O brilhantismo de ambos, a dinâmica e o percurso singular de uma casa e de um vinho, a história comum entre as duas personagens torna a decisão tormentosa.
Mas como a idade e as casas devem sempre ser respeitadas, tenho de começar por destacar a emérita Adriano Ramos Pinto, nome maior de Portugal e do Douro, símbolo por excelência para muitas gerações de vinho do Porto e vinho do Douro, imagem que as novas gerações continuam a manter.
Tudo começou em 1880 pelas mãos de Adriano Ramos Pinto, um pioneiro em muitos aspectos que mostrou um carácter comercial genial, um vanguardista que compreendeu muito antes da sua época a importância das novas formas de promoção. Mas igualmente um precursor na procura, e descoberta, de novos mercados para o vinho do Porto, um inovador que conseguiu criar uma associação directa entre a arte e o vinho.
São célebres, e ainda hoje absolutamente brilhantes, as imagens promocionais da Ramos Pinto traduzidas em cartazes e rótulos comissionados a artistas em ascensão, mimos com que conquistava novos clientes. Adriano Ramos Pinto descobriu e desenvolveu novos mercados dentro do Brasil, alguns dos quais exóticos, improváveis e onde ninguém tinha arriscado apostar, descobrindo novos espaços junto das forças armadas brasileiras, do clero e do público feminino, num trajecto brilhante de antecipação dos nichos de mercado de que hoje tanto falamos. O sucesso brasileiro foi tão determinante e tão impressionante que a Adriano Ramos Pinto chegou a personificar o nome próprio do vinho do Porto, reclamando para si mais de metade do muito importante mercado de vinho do Porto brasileiro.
Hoje, quem comanda os destinos da casa Ramos Pinto é Jorge Rosas, descendente de uma das famílias mais decisivas para a história do vinho do Porto e para o desenvolvimento do Douro. Mas será da mais elementar justiça referir o nome já quase lendário de João Nicolau de Almeida, filho do mais que emblemático Fernando Nicolau de Almeida e sobrinho do prodigioso José Ramos Pinto Rosas. Não deve ser fácil transportar consigo um legado e um peso de tamanha responsabilidade.

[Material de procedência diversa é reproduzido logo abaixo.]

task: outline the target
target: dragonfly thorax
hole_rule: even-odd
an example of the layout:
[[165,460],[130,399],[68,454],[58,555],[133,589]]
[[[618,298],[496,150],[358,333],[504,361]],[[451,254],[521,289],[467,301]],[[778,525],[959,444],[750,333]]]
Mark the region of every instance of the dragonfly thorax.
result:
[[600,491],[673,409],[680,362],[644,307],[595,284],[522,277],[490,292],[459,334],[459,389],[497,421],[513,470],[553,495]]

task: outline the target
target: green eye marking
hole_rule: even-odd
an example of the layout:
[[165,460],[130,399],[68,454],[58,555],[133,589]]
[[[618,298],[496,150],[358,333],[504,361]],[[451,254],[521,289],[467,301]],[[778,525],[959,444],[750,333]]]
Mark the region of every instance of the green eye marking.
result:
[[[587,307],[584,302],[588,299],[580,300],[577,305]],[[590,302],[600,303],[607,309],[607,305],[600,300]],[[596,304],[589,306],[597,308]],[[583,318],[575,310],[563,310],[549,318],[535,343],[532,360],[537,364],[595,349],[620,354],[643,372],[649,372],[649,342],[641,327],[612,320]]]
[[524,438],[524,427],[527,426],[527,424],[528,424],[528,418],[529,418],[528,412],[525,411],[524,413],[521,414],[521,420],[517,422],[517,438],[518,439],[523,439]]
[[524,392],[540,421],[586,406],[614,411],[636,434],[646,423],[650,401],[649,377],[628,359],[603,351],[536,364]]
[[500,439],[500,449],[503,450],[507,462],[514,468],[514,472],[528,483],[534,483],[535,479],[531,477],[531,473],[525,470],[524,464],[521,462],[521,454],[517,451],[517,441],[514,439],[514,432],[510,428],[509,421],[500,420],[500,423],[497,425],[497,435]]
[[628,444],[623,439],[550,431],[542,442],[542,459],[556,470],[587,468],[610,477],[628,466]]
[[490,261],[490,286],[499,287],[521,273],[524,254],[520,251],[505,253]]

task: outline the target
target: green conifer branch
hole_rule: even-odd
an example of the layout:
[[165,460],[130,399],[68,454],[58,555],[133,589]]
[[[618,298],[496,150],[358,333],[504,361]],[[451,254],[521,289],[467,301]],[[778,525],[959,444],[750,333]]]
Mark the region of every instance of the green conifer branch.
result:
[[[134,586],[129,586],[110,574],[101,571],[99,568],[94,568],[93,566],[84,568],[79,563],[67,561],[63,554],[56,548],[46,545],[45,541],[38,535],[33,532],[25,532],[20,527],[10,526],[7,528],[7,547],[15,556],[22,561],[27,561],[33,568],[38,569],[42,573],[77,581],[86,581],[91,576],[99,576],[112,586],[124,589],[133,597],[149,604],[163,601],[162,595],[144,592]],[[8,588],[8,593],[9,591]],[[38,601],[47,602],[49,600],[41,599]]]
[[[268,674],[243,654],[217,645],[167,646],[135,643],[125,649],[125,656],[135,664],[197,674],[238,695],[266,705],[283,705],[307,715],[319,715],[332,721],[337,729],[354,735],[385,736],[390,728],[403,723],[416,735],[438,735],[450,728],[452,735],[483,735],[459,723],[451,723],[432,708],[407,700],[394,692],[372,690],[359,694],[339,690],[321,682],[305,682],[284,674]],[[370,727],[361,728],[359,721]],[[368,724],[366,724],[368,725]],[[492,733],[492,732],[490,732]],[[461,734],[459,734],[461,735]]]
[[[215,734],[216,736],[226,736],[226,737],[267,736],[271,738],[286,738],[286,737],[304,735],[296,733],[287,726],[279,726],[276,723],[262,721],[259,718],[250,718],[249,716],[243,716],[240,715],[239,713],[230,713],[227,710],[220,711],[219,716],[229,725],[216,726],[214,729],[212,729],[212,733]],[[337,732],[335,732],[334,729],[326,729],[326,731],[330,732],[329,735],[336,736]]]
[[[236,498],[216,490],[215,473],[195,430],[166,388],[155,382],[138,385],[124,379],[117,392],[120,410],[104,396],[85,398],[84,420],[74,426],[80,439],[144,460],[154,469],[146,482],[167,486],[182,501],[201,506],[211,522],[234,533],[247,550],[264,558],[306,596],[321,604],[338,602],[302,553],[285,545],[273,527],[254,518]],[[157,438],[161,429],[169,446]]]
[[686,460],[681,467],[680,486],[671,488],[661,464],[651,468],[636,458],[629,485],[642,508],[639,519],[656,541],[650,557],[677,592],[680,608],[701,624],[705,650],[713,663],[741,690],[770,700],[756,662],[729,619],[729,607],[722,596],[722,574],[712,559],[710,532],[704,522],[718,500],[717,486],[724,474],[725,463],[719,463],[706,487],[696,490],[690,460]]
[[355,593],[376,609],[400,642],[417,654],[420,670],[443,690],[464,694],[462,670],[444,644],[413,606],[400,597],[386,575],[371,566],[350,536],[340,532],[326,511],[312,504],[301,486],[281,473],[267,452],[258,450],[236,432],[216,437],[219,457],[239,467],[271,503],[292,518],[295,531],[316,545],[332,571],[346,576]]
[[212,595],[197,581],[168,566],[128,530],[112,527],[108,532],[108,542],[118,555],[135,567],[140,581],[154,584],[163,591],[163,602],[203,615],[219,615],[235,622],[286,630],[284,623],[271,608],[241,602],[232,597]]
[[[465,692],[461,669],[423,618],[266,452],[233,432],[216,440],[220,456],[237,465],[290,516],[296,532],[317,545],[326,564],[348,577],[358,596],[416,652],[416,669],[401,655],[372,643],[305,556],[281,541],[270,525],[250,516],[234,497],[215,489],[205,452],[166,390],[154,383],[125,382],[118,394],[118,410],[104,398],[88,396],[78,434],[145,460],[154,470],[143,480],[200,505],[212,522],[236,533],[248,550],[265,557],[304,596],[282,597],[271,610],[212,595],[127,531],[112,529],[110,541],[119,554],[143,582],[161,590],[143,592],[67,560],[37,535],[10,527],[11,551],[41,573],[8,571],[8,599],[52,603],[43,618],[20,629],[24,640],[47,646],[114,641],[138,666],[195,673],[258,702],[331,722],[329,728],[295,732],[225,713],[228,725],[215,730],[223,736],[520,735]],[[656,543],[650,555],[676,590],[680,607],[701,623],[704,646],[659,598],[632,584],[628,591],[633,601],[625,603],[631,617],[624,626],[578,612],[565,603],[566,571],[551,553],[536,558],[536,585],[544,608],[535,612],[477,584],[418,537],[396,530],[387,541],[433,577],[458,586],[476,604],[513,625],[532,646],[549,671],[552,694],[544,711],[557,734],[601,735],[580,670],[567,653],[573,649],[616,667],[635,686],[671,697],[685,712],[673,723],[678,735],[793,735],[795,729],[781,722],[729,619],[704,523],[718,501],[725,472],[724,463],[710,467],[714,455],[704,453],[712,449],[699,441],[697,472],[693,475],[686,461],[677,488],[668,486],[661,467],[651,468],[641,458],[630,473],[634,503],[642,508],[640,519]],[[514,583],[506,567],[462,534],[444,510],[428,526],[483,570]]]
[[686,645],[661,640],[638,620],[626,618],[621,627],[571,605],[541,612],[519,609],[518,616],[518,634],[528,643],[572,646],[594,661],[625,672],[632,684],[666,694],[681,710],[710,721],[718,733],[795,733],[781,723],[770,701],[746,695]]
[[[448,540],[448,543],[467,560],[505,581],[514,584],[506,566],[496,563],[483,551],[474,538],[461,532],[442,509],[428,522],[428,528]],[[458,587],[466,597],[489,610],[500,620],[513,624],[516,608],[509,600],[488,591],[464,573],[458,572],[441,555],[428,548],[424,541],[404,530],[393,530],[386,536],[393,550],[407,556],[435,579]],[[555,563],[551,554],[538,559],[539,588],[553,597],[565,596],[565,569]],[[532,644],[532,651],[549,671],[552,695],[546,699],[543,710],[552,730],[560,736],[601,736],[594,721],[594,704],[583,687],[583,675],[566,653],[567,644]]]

Mas aparentemente João Nicolau de Almeida não sentiu dificuldades para criar o seu espaço de forma natural e não premeditada, transformando-se num dos homens mais respeitados do Douro, e, sobretudo, num dos principais responsáveis pela autêntica revolução duriense que ocorreu a partir dos anos oitenta do século passado. João Nicolau de Almeida estudou em Bordéus, onde se licenciou em enologia. Depois de regressar ao Douro, começou a trabalhar em 1976 na Adriano Ramos Pinto, com a vontade natural e o entusiasmo típico da juventude para tentar aplicar os conhecimentos académicos na prática, ensaiando e experimentando numa tentativa para revelar os muitos segredos do Douro.
A empreitada foi consequente e ainda hoje o Douro deve muito a João Nicolau de Almeida. Em conjunto com o seu tio José Ramos Pinto Rosas, ajudou a desenvolver os primeiros estudos académicos e práticos sobre as dezenas de castas durienses que, apesar de conhecidas empiricamente, eram até à época mal conhecidas, pouco exploradas e pouco ensaiadas. Do estudo resultou a famosa recomendação das cinco castas fundamentais que, apesar do passar do tempo e da mudança de muitos paradigmas, continuam ainda hoje a ser aceites como determinantes. Como é sabido, essas castas dão pelos nomes de Touriga Nacional, Touriga Franca, Tinta Roriz, Tinta Barroca e Tinto Cão. Foram tempos épicos de descoberta e desbravamento de um conhecimento que ajudou a recuperar as vinhas do Douro. João Nicolau de Almeida ajudou a desenvolver e popularizar igualmente o conceito de vinha ao alto, mais uma das grandes conquistas do Douro moderno, diminuindo os custos de plantação e manutenção de muitas vinhas novas ao permitir a mecanização da vinha.